Another new approach is to manage drugs (eg, sucralfate) that actually form a protective coating over the ulcer, giving it a chance to heal without disabling the flow of gastric acids. Until the introduction of these new drugs, the approach had been to give drugs that neutralize acids already present rather than block acid secretion.
Many older drugs remain an important and valuable part of ulcer therapy, particularly the antacids. As acid neutralizers, they not only relieve discomfort, but actively promote duodenal ulcer healing. Selected patients also may be treated with slow down stimulation of secretions and other involuntary functions. In any instance, treatment should be tailor to the needs of an individual patient – something only your phyisician is equipped to do.

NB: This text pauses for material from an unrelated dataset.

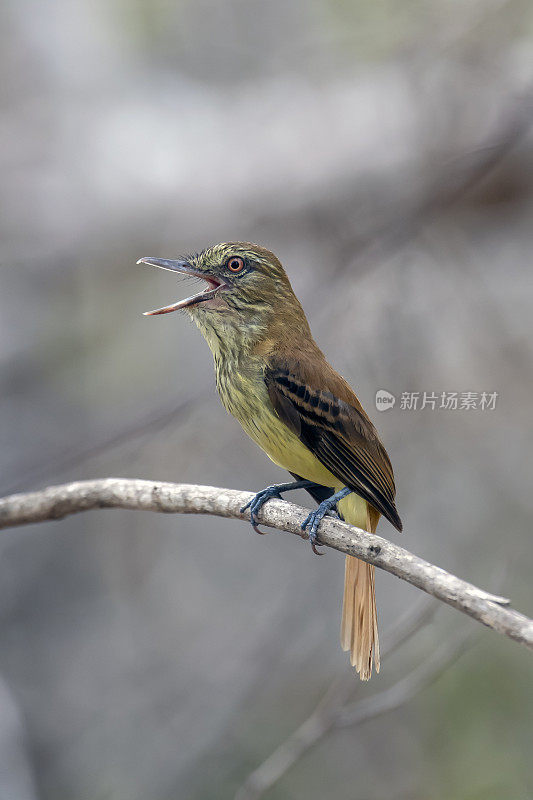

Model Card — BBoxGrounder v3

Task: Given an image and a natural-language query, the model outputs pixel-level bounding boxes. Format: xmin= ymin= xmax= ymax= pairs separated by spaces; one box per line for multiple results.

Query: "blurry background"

For the majority of ulcer patients, the success of dietary therapy, drug therapy or a combination of the two makes surgery unnecessary. But an estimated 10 to 15 percent of ulcer patients do ever require surgery. Indications for surgery usually include perforation, obstruction due to scarring and bleeding. Intractable pain also may prescribe surgical intervention, but usually only after other treatment alternatives have been tried.
While the causes of ulcers are still not fully understood, new therapies have dramatically improved the outlook for most ulcer patients. These include a more liberal attitude towards diet, new drugs and improved diagnostic procedures. Stopping smoking and trying to avoid undue stress also are recommended for ulcer patients.